Geometric interpretation of least-squares regression

Author

Prof. Maria Tackett

Published

Jan 23, 2025

Announcements

HW 01 due Thursday, January 30 at 11:59pm
- Released after class.
- Make sure you are a member of the course GitHub organization
  - If you can see the number of people in the org, then you are a member!

Topics

Geometric interpretation of least-squares regression

Recap: Regression in matrix from

The simple linear regression model can be represented using vectors and matrices as

$y = X β + ϵ$

$y$ : Vector of responses
$X$ : Design matrix (columns for predictors + intercept)
$β$ : Vector of model coefficients
$ϵ$ : Vector of error terms centered at $0$ with variance $σ_{ϵ}^{2} I$

Recap: Derive $\hat{β}$

We used matrix calculus to derive the estimator $\hat{β}$ that minimizes $ϵ^{T} ϵ$

$\hat{β} = (X^{T} X)^{- 1} X^{T} y$

. . .

Now let’s consider how to derive the least-squares estimator using a geometric interpretation of regression

Geometry of least-squares regression

Let $Col (X)$ be the column space of $X$ : the set all possible linear combinations (span) of the columns of $X$
The vector of responses $y$ is not in $Col (X)$ .
Goal: Find another vector $z = Xb$ that is in $Col (X)$ and is as close as possible to $y$ .
- $z$ is a projection of $y$ onto $Col (X)$ .
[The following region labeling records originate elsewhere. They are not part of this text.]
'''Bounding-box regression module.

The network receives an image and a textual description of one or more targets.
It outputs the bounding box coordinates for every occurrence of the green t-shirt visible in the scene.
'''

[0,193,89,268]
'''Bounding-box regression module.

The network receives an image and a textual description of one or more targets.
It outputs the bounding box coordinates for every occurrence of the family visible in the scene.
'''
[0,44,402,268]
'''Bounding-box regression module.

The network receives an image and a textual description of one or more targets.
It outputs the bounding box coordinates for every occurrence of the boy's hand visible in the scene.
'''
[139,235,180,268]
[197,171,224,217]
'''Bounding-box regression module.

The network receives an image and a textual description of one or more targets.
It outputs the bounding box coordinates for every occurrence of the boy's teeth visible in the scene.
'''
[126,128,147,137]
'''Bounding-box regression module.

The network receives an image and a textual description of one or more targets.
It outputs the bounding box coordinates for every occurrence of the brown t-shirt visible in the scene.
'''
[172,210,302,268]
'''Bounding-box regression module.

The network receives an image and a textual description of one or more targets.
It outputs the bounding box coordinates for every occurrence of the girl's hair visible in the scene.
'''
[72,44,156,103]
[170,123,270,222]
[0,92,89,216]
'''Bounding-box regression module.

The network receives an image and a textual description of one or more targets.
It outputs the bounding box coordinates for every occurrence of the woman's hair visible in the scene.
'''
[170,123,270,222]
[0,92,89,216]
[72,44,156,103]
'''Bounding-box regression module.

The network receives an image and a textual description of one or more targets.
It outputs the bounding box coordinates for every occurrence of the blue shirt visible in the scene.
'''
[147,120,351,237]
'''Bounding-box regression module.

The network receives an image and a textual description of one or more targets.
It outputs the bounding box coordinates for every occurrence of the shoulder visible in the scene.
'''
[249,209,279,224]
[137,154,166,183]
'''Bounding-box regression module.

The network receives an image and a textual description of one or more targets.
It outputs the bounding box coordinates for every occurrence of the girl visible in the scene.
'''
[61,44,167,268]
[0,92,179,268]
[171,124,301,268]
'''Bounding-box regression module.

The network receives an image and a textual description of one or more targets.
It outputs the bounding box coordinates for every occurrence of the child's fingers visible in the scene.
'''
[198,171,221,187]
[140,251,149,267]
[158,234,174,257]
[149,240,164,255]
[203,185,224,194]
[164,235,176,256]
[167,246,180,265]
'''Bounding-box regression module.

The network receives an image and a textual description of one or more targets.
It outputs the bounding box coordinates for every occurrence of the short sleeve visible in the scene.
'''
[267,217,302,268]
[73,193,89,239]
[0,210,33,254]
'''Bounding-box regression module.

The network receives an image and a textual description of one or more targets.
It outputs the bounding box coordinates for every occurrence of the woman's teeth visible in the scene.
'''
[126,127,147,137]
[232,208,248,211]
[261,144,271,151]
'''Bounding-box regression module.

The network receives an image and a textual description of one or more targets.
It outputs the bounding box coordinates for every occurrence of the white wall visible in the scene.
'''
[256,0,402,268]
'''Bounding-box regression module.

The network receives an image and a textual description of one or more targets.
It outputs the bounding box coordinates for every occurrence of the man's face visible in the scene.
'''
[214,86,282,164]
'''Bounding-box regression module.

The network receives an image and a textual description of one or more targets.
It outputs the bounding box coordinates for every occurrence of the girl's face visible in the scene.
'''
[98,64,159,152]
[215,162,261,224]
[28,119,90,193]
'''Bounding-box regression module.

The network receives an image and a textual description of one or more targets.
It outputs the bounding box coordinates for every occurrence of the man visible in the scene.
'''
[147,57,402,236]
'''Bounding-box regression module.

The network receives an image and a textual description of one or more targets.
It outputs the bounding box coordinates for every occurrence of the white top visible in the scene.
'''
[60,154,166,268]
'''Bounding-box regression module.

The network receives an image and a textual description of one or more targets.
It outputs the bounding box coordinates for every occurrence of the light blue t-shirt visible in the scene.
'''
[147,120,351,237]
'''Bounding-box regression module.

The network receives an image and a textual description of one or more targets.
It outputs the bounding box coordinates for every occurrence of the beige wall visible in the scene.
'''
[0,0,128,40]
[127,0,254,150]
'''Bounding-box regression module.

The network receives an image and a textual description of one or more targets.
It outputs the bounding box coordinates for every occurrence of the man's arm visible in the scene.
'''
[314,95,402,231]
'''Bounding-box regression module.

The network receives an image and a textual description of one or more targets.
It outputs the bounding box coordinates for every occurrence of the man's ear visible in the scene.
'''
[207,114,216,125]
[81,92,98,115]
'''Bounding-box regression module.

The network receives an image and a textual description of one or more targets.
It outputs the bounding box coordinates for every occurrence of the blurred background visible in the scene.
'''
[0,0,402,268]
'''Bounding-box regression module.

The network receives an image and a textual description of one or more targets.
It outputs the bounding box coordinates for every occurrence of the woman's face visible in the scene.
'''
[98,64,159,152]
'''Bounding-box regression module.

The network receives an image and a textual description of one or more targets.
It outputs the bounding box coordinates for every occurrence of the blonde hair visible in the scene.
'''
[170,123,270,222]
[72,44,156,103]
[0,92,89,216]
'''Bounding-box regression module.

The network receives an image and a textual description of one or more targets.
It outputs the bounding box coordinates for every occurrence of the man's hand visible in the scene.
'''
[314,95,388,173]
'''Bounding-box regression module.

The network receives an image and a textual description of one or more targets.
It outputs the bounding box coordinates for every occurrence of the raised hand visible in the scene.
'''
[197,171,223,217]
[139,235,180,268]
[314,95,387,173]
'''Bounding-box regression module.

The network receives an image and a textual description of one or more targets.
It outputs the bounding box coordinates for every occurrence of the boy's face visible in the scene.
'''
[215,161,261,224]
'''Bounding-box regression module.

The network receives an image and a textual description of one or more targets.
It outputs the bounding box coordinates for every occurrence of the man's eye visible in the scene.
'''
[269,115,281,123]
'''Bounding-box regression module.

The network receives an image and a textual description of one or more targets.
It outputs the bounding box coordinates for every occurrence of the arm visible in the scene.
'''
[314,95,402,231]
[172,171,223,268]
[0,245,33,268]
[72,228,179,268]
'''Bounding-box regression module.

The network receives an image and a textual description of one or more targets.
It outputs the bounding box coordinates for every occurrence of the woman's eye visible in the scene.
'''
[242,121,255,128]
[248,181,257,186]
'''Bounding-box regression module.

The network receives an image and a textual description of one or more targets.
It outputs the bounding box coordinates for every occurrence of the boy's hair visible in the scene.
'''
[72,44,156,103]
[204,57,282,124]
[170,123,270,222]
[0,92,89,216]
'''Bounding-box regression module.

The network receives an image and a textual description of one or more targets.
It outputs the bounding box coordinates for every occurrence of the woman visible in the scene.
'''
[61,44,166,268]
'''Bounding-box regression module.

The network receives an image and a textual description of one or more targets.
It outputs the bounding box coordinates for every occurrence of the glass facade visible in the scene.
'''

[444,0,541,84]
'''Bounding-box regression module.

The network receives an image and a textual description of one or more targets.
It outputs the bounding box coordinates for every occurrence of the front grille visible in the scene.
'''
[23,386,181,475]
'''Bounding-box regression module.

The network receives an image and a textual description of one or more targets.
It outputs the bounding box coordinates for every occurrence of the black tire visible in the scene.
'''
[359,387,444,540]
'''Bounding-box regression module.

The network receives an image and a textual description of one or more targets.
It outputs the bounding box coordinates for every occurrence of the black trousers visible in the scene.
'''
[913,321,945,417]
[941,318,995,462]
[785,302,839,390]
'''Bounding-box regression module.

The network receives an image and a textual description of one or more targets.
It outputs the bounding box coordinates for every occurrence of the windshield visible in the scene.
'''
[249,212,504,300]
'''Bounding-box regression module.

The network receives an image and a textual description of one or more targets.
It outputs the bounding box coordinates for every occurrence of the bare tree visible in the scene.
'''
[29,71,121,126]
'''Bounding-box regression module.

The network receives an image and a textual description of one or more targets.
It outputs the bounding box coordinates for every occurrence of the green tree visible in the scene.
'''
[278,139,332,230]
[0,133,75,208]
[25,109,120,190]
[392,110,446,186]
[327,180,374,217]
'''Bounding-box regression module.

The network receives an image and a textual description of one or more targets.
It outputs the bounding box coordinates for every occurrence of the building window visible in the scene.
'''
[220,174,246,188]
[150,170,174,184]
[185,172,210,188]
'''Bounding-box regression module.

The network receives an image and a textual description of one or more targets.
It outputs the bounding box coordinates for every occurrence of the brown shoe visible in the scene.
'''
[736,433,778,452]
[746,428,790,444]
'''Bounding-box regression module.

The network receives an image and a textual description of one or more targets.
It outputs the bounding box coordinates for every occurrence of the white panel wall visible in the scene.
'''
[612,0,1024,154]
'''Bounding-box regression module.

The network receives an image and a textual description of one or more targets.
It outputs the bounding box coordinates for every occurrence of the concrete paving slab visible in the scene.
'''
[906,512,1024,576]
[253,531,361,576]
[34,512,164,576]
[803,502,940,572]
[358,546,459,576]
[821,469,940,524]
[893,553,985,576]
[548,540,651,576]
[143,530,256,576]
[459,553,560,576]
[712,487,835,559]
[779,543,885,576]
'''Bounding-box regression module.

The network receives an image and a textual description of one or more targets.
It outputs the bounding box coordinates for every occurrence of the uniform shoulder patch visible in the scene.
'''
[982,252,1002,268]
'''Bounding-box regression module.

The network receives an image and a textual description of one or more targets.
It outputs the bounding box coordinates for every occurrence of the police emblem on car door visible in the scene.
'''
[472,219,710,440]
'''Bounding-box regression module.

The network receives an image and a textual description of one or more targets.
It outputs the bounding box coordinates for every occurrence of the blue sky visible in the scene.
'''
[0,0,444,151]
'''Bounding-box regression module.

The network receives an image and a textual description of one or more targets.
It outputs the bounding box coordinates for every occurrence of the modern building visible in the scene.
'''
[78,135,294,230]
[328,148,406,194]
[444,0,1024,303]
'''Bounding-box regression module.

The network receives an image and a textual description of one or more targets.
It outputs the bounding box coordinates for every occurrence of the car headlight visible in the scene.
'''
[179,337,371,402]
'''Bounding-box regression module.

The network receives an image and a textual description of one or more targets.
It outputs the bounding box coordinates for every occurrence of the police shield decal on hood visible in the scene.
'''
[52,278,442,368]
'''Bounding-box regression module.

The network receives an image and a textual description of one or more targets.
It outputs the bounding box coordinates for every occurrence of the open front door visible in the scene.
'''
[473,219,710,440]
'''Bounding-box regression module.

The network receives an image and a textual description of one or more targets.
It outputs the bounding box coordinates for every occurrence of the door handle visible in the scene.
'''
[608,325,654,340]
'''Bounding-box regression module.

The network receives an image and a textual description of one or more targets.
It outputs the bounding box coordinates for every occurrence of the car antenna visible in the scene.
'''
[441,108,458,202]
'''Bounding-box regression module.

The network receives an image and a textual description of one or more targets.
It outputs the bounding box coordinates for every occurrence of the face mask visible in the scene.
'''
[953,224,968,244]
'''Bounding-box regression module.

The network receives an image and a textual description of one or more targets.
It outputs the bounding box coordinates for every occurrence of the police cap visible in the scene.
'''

Geometry of least-squares regression

For any $z = Xb$ in $Col (X)$ , the vector $e = y - Xb$ is the difference between $y$ and $Xb$ .
- We want to find $b$ such that $z = Xb$ is as close as possible to $y$ , i.e, we want to minimize the difference $e = y - Xb$
This distance is minimized when $e$ is orthogonal to $Col (X)$

Geometry of least-squares regression

Note: If $A$ , an $n \times k$ matrix, is orthogonal to an $n \times 1$ vector $c$ , then $A^{T} c = 0$
Therefore, we have $X^{T} e = 0$ , and thus

$X^{T} (y - Xb) = 0$

Solve for $b$ .

Hat matrix

Recall the hat matrix $H = X (X^{T} X)^{- 1} X^{T}$ .
$\hat{y} = Hy$ , so $H$ is a projection of $y$ onto $Xb$
Properties of $H$ , a projection matrix
- $H$ is symmetric ( $H^{T} = H$ )
- $H$ is idempotent ( $H^{2} = H$ )
- If $v$ in $Col (X)$ , then $Hv = v$
- If $v$ is orthogonal to $Col (X)$ , then $Hv = 0$